-1

I have a text file(call it grand parent file) which contains 1 million lines. Each of these lines contain absolute paths of some other files(call them parents) as shown below. The paths of parent files are unique.

%: cat input.txt - grand parent file
/root/a/b/c/1.txt  -- parent file1
/root/a/b/c/2.txt  -- parent file2 ......
...
/root/a/b/d/3.txt
......
.....
upto 1 million files.

Again each of the above parent file contains absolute paths of different files(Call them childs) and their line numbers as shown below: Same child files may be present in multiple parent files with same or different lumbers.

%: cat /root/a/b/c/1.txt -- parent file
s1.c,1,2,3,4,5 -- child file and its line numbers
s2.c,1,2,3,4,5....
... 
upto thousands of files

%: cat /root/a/b/c/2.txt
s1.c,3,4,5
s2.c,1,2,3,4,5....
... 
upto thousands of files

Now my requirement is that, given a child file and line number I need to return all the parent files that have the given child file number and line data present with in a minute. The insertion needs to be completed with in a day.

I created a relational database with following schema:

ParentChildMapping - Contains the required relation
    ID AUTOINCREMENT PRIMARY KEY
    ParentFileName TEXT
    ChildFileName TEXT
    LNumber INT

For a given file name and line number:
    SELECT ParentFileName from ParentChildMapping where ChildFileName="s1.txt" and LNumber=1;

I divided grand parent file to 1000 separate sets each containing 1000 records. Then I have a python program which parses each set and reads the content of the parent file and inserts into the database. I can create thousand processes running in parallel and insert all the records in parallel but I am not sure what will be the impact on the relational database as I will be inserting millions of records in parallel. Also I am not sure if relational database is the right approach to chose here. Could you please let me know if there is any tool or technology that better suits this problem. I started with sqlite but it did not support concurrent inserts and failed with database lock error. And Now I want to try MySQL or any other alternate solution that suits the situation.

Sample Code that runs as thousand processes in parallel to insert into MySQL:

    import MySQLDb
    connection = MySQLDb.connect(host, username,...)
    cursor = connection.cursor()
    with open(some_set) as fd:
        for each_parent_file in fd:
            with open(each_parent_file) as parent_fd:
                for each_line in parent_fd:
                    child_file_name, *line_numbers = each_line.strip().split(",") 
                    insert_items = [(each_parent_file, child_file_name, line_num) for line_num in line_numbers]
                    cursor.executemany("INSERT INTO ParentChildMapping (ParentFileName, ChildFileName, LineNumber) VALUES %s" %insert_items)
        cursor.commit()
    cursor.close()
    connection.close()
SH47
  • 11
  • 3
  • 1
    Does this answer your question? [BULK INSERT in MYSQL](https://stackoverflow.com/questions/14330314/bulk-insert-in-mysql) – Dai Dec 10 '22 at 18:15
  • @Dai A simple back of the envelope of what the data looks like and what a database does shows that it will not be sufficient. – btilly Dec 11 '22 at 00:33
  • BULK INSERT does not answer the question @Dai – SH47 Dec 11 '22 at 05:46

1 Answers1

1

Let's start with a naïve idea of what a database would need to do to organize your data.

You have a million parent files.

Each one contains thousands of child files.

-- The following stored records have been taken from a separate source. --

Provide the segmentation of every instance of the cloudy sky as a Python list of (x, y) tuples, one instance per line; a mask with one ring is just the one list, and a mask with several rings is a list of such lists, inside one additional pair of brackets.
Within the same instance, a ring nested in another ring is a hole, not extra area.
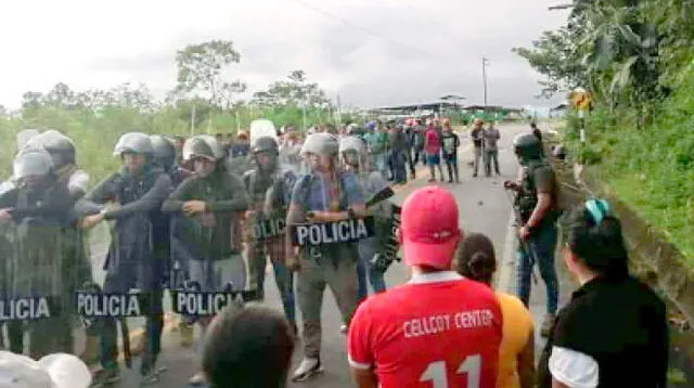
[(241, 53), (226, 73), (261, 90), (304, 69), (343, 104), (359, 107), (459, 94), (490, 104), (549, 105), (540, 78), (513, 47), (561, 26), (562, 0), (23, 0), (2, 7), (0, 104), (25, 91), (176, 81), (176, 51), (229, 39)]

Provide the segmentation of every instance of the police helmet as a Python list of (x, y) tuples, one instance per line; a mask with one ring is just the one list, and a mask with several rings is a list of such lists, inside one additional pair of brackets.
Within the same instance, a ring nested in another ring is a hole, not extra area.
[(564, 147), (564, 145), (562, 144), (556, 145), (552, 150), (552, 154), (554, 155), (555, 158), (564, 160), (566, 158), (566, 147)]
[(38, 129), (24, 129), (21, 130), (20, 132), (17, 132), (17, 135), (15, 138), (16, 141), (16, 145), (17, 145), (17, 151), (24, 148), (26, 146), (26, 143), (28, 143), (28, 141), (34, 138), (35, 135), (41, 133)]
[(204, 157), (217, 161), (224, 157), (224, 151), (214, 137), (198, 134), (188, 139), (183, 144), (183, 159), (190, 160), (193, 157)]
[(301, 146), (300, 155), (305, 156), (307, 153), (318, 154), (325, 157), (337, 156), (339, 152), (339, 142), (337, 138), (331, 133), (318, 132), (311, 133), (304, 145)]
[(149, 135), (142, 132), (127, 132), (118, 139), (116, 146), (113, 148), (114, 156), (120, 156), (124, 153), (151, 156), (154, 154), (154, 147)]
[(164, 168), (170, 168), (176, 163), (176, 146), (169, 139), (154, 134), (150, 137), (154, 148), (154, 161)]
[(348, 151), (354, 151), (359, 155), (364, 155), (367, 153), (367, 145), (359, 137), (352, 135), (343, 138), (339, 142), (339, 153), (343, 154)]
[(542, 143), (532, 133), (520, 133), (513, 139), (516, 156), (522, 160), (542, 158)]
[(46, 150), (53, 159), (54, 168), (75, 164), (75, 143), (70, 138), (55, 129), (49, 129), (33, 137), (26, 143), (26, 146)]
[(53, 170), (51, 155), (42, 148), (24, 148), (14, 158), (12, 172), (15, 179), (29, 176), (44, 177)]
[(261, 152), (269, 152), (272, 155), (279, 155), (280, 147), (278, 142), (270, 137), (258, 138), (250, 147), (250, 153), (257, 154)]

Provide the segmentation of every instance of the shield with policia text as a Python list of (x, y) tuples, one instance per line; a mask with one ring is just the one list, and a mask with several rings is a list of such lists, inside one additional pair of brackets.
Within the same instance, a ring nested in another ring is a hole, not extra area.
[(374, 219), (369, 216), (334, 222), (300, 223), (291, 228), (295, 246), (344, 244), (373, 236)]

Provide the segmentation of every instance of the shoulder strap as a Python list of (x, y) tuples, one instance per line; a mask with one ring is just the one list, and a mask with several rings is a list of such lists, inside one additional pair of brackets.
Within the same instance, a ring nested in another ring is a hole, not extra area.
[(299, 184), (299, 197), (301, 198), (301, 203), (304, 204), (305, 208), (308, 208), (308, 194), (309, 194), (309, 190), (311, 187), (311, 182), (313, 181), (314, 177), (312, 173), (307, 173), (305, 176), (301, 176), (301, 178), (299, 178), (298, 184)]

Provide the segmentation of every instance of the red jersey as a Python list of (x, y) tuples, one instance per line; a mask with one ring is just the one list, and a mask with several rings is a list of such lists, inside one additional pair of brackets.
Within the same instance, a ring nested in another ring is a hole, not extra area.
[(426, 153), (429, 155), (438, 154), (441, 150), (441, 140), (438, 138), (436, 129), (427, 129), (424, 135), (426, 137)]
[(502, 335), (493, 290), (436, 272), (365, 300), (349, 325), (349, 363), (383, 388), (494, 388)]

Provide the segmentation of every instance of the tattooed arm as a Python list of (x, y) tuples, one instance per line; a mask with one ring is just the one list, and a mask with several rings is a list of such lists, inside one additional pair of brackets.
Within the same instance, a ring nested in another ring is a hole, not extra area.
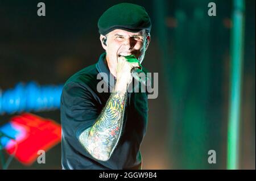
[(82, 145), (97, 159), (108, 161), (118, 142), (123, 125), (127, 89), (133, 78), (131, 69), (138, 66), (138, 62), (128, 62), (124, 57), (118, 57), (114, 91), (95, 124), (79, 136)]
[(85, 129), (79, 141), (94, 158), (107, 161), (121, 136), (126, 91), (115, 91), (109, 97), (96, 123)]

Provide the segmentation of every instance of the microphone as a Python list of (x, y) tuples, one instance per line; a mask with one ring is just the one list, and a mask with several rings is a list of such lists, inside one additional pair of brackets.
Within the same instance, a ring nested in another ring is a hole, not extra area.
[(150, 79), (145, 76), (139, 76), (139, 74), (142, 73), (144, 74), (144, 72), (141, 70), (139, 68), (135, 67), (131, 70), (131, 76), (134, 78), (135, 79), (142, 83), (145, 86), (147, 86), (147, 82), (148, 86), (150, 86)]

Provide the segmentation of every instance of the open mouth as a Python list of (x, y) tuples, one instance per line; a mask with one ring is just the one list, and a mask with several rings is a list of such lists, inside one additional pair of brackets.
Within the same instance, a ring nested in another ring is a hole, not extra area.
[(129, 55), (131, 55), (131, 53), (121, 53), (118, 54), (118, 57), (120, 57), (121, 56), (125, 57)]

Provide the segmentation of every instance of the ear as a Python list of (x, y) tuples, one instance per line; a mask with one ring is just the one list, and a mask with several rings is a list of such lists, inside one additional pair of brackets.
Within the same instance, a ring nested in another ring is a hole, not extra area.
[(103, 40), (104, 39), (106, 39), (106, 37), (104, 35), (101, 35), (101, 36), (100, 36), (100, 40), (101, 40), (101, 46), (102, 46), (102, 48), (106, 50), (106, 47), (107, 46), (104, 45), (104, 44), (103, 43)]
[(146, 50), (147, 50), (147, 48), (148, 47), (149, 43), (150, 42), (150, 35), (148, 35), (147, 37), (146, 37)]

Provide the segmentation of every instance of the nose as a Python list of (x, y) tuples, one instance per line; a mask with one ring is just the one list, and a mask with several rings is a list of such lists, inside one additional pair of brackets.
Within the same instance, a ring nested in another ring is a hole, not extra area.
[(129, 49), (133, 49), (134, 46), (137, 43), (137, 41), (134, 40), (134, 39), (132, 37), (129, 37), (128, 39), (126, 39), (125, 40), (124, 44), (125, 45), (127, 46), (129, 48)]

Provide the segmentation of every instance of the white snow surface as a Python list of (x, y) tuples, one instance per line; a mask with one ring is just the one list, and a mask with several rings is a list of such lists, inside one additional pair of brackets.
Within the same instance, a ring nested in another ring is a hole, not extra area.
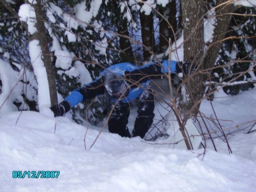
[[(256, 119), (252, 107), (255, 95), (255, 89), (235, 96), (222, 91), (215, 94), (213, 105), (222, 126), (242, 130), (228, 136), (233, 154), (219, 138), (214, 139), (218, 152), (207, 140), (203, 155), (203, 149), (188, 151), (173, 149), (165, 139), (122, 138), (107, 128), (91, 148), (100, 127), (54, 118), (50, 111), (46, 115), (1, 113), (0, 191), (255, 191), (256, 131), (246, 133)], [(163, 113), (159, 106), (156, 105), (157, 118), (158, 110)], [(203, 101), (201, 111), (211, 117), (211, 109), (210, 102)], [(135, 117), (136, 110), (131, 111), (130, 129)], [(60, 174), (58, 178), (13, 178), (13, 171)]]

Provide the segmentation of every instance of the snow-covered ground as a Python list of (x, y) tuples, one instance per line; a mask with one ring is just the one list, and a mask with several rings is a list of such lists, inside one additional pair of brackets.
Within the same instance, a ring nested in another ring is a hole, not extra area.
[[(218, 152), (207, 139), (203, 155), (203, 149), (190, 151), (173, 149), (168, 139), (122, 138), (107, 128), (91, 148), (100, 127), (32, 111), (2, 113), (0, 191), (255, 191), (256, 131), (246, 132), (256, 120), (256, 89), (235, 96), (221, 90), (213, 105), (223, 129), (234, 132), (228, 136), (233, 154), (220, 138), (214, 139)], [(163, 111), (159, 106), (156, 118)], [(207, 100), (201, 111), (214, 117)], [(14, 178), (14, 171), (30, 171), (30, 177), (32, 171), (60, 173), (58, 178), (29, 178), (27, 173)]]

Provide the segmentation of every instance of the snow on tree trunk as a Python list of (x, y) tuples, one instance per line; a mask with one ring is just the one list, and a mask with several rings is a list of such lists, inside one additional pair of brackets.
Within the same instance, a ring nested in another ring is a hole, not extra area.
[(29, 55), (38, 83), (38, 107), (41, 111), (44, 107), (50, 107), (51, 102), (46, 69), (42, 59), (42, 49), (35, 27), (37, 22), (34, 7), (29, 4), (21, 5), (19, 16), (22, 21), (27, 23), (27, 30), (30, 35)]
[[(185, 62), (202, 68), (203, 61), (203, 1), (181, 1), (184, 35)], [(191, 77), (185, 75), (179, 106), (182, 113), (189, 118), (197, 114), (198, 101), (204, 91), (202, 75)]]

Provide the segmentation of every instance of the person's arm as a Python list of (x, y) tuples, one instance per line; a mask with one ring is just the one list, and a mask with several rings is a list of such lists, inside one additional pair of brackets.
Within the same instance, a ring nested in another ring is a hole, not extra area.
[(55, 117), (63, 116), (71, 108), (85, 99), (90, 99), (102, 95), (105, 92), (103, 77), (101, 77), (85, 86), (75, 89), (59, 104), (50, 107)]
[[(138, 69), (131, 71), (126, 71), (125, 77), (133, 83), (142, 83), (146, 82), (150, 79), (154, 79), (157, 77), (157, 75), (162, 74), (164, 72), (168, 73), (168, 61), (161, 61), (161, 65), (159, 65), (158, 62), (151, 63)], [(171, 73), (174, 73), (177, 70), (177, 67), (179, 65), (175, 61), (171, 61), (170, 63), (170, 72)]]

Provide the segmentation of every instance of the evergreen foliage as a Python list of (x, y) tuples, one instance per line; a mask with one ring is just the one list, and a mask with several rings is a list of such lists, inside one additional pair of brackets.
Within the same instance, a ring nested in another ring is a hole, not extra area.
[[(11, 2), (8, 5), (18, 14), (19, 6), (23, 3), (23, 1)], [(215, 1), (209, 2), (210, 3), (207, 5), (208, 9), (206, 9), (206, 11), (214, 6)], [(90, 18), (82, 18), (84, 19), (83, 21), (81, 18), (77, 19), (76, 6), (84, 6), (85, 10), (90, 12), (95, 9), (96, 2), (98, 5), (101, 2), (97, 10), (98, 14)], [(158, 9), (167, 19), (170, 15), (166, 13), (173, 14), (170, 11), (173, 7), (170, 7), (170, 5), (168, 6), (159, 5), (157, 1), (146, 2), (156, 9), (152, 9), (151, 13), (154, 13), (153, 18), (155, 21), (162, 21), (155, 11)], [(74, 89), (83, 86), (81, 77), (72, 75), (71, 73), (72, 70), (78, 70), (77, 62), (78, 61), (89, 70), (93, 79), (97, 78), (103, 69), (113, 63), (126, 61), (138, 64), (143, 61), (142, 37), (139, 17), (142, 6), (137, 2), (131, 0), (61, 0), (44, 1), (44, 19), (56, 71), (57, 90), (63, 97)], [(178, 7), (175, 3), (175, 6)], [(59, 11), (55, 11), (57, 7)], [(173, 23), (177, 25), (174, 31), (175, 35), (177, 31), (181, 31), (179, 30), (181, 12), (177, 11), (175, 17), (171, 15), (174, 18), (173, 19), (175, 19)], [(231, 79), (245, 81), (251, 77), (249, 73), (241, 77), (239, 75), (252, 65), (250, 61), (255, 60), (253, 51), (256, 42), (256, 22), (253, 15), (256, 14), (256, 10), (255, 7), (240, 7), (235, 13), (239, 14), (233, 15), (230, 31), (226, 35), (234, 38), (223, 42), (216, 62), (216, 66), (223, 67), (213, 71), (213, 76), (218, 81), (227, 82)], [(209, 15), (206, 14), (205, 17), (207, 18)], [(157, 34), (159, 32), (159, 23), (155, 26), (154, 31), (151, 32)], [(166, 33), (167, 36), (172, 35), (172, 41), (174, 39), (173, 32), (169, 31)], [(121, 33), (123, 35), (119, 35)], [(163, 35), (155, 34), (155, 38)], [(168, 38), (166, 36), (164, 37)], [(27, 31), (18, 18), (2, 4), (0, 5), (0, 58), (8, 62), (14, 70), (19, 72), (23, 69), (25, 71), (23, 78), (19, 82), (23, 85), (23, 88), (19, 95), (17, 96), (17, 101), (15, 102), (17, 109), (38, 110), (37, 82), (30, 65)], [(158, 47), (155, 53), (165, 51), (163, 47), (166, 48), (166, 44), (161, 45), (161, 41), (155, 40), (155, 46)], [(54, 47), (56, 44), (58, 44), (59, 47)], [(61, 57), (55, 54), (57, 49), (70, 53), (71, 63), (69, 67), (57, 66), (57, 60)], [(233, 61), (239, 62), (233, 62)], [(2, 85), (0, 77), (0, 94)], [(240, 90), (246, 89), (237, 86), (226, 86), (223, 89), (227, 94), (237, 94)], [(27, 91), (33, 93), (33, 95), (27, 95)], [(19, 97), (22, 99), (18, 99)], [(74, 118), (78, 122), (82, 123), (84, 119), (87, 119), (96, 125), (105, 117), (107, 106), (103, 97), (83, 104), (73, 111)], [(87, 107), (89, 109), (86, 110)]]

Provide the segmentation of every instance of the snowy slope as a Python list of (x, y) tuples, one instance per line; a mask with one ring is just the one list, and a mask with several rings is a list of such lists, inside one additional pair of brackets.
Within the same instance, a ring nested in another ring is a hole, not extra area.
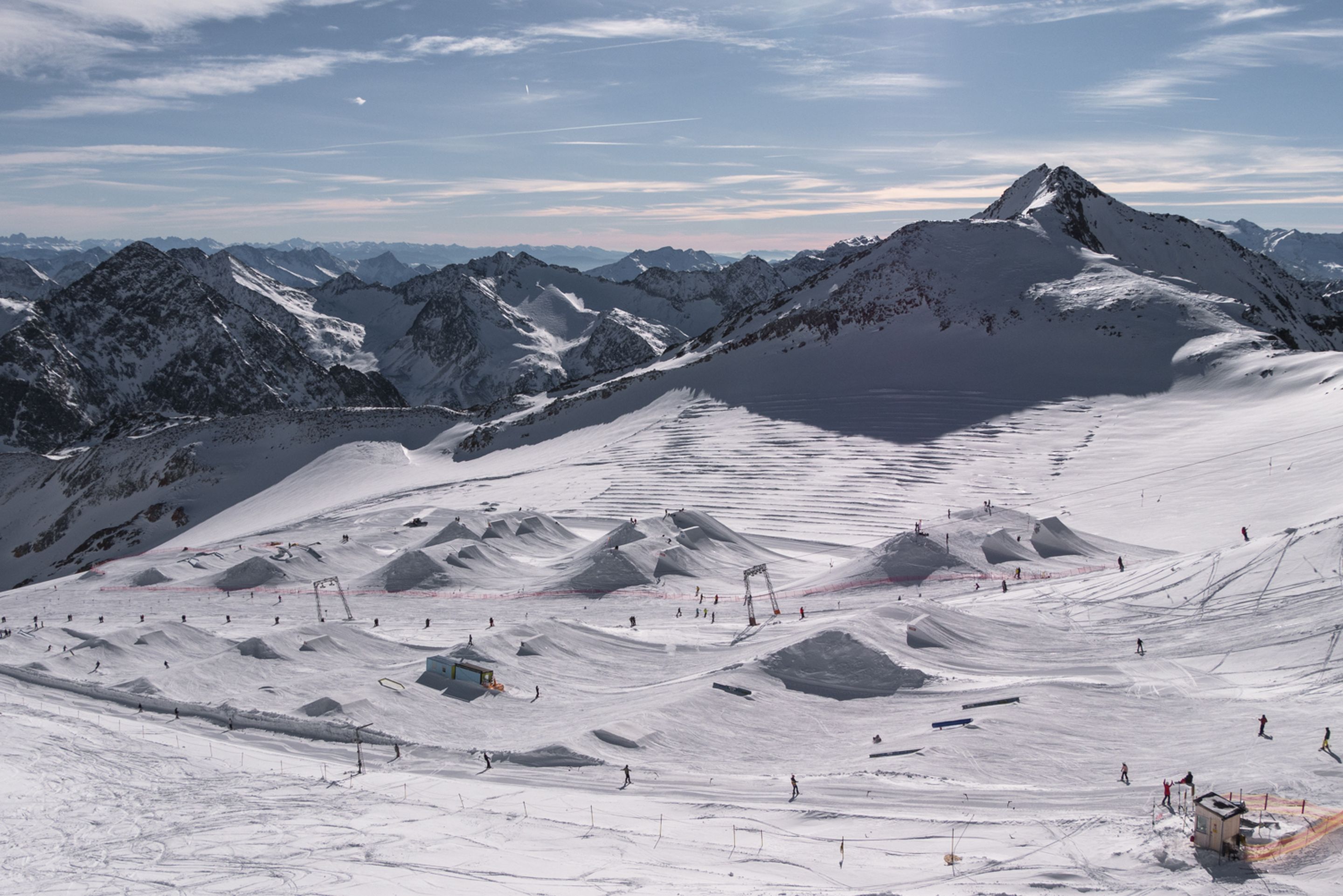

Let's say 10,000.

Each one contains a list of line numbers. You didn't say how many. Let's say 100.

This is 10^6 * 10^4 * 10^2 = 10^12 records. Suppose that each is 50 bytes. This is 50 terabytes of data. We need it organized somehow, so we sort it. This requires on the order of log_2(10^12) which is around 40 passes. This naïve approach needs is 2 * 10^15 of data. If we do this in a day with 86400 seconds, this needs us to process 23 GB of data per second.

Your hard drive probably doesn't have 50 terabytes of space. Even if it did, it probably doesn't stream data faster than about 500 MB/second, which is 50 times too slow.

Can we improve this? Well, of course. Probably half the passes can happen strictly in memory. You can replace records with 12 byte tuples. There are various ways to compress this data. But the usual "bulk insert data, create index" is NOT going to give you the desired performance on a standard relational database approach.

Congratulations. When people talk about #bigdata, they usually have small data. But you actually have enough that it matters.

So...what can you do?

First what can you do with out of the box tools?

If one computer doesn't have horsepower, we need something distributed. We need a distributed key/value store like Cassandra. We'll need something like Hadoop or Spark to process data.

If we have those, all we need to do is process the files and load them into Cassandra as records, by parent+child file, of line numbers. We then do a map reduce to find, by child+line number of what parent files have it and store that back into Cassandra. We then get answers by querying Cassandra.

BUT keep in mind the back of the envelope about the amount of data and processing required. This approach allows us, with some overhead, to do all of that in a distributed way. This allows us to do that much work and store that much data in a fixed amount of time. However you will also need that many machines to do it on. Which you can easily rent from AWS, but you'll wind up paying for them as well.

OK, suppose you're willing to build a custom solution, can you do something more efficient? And maybe run it on one machine? After all your original data set fits on one machine, right?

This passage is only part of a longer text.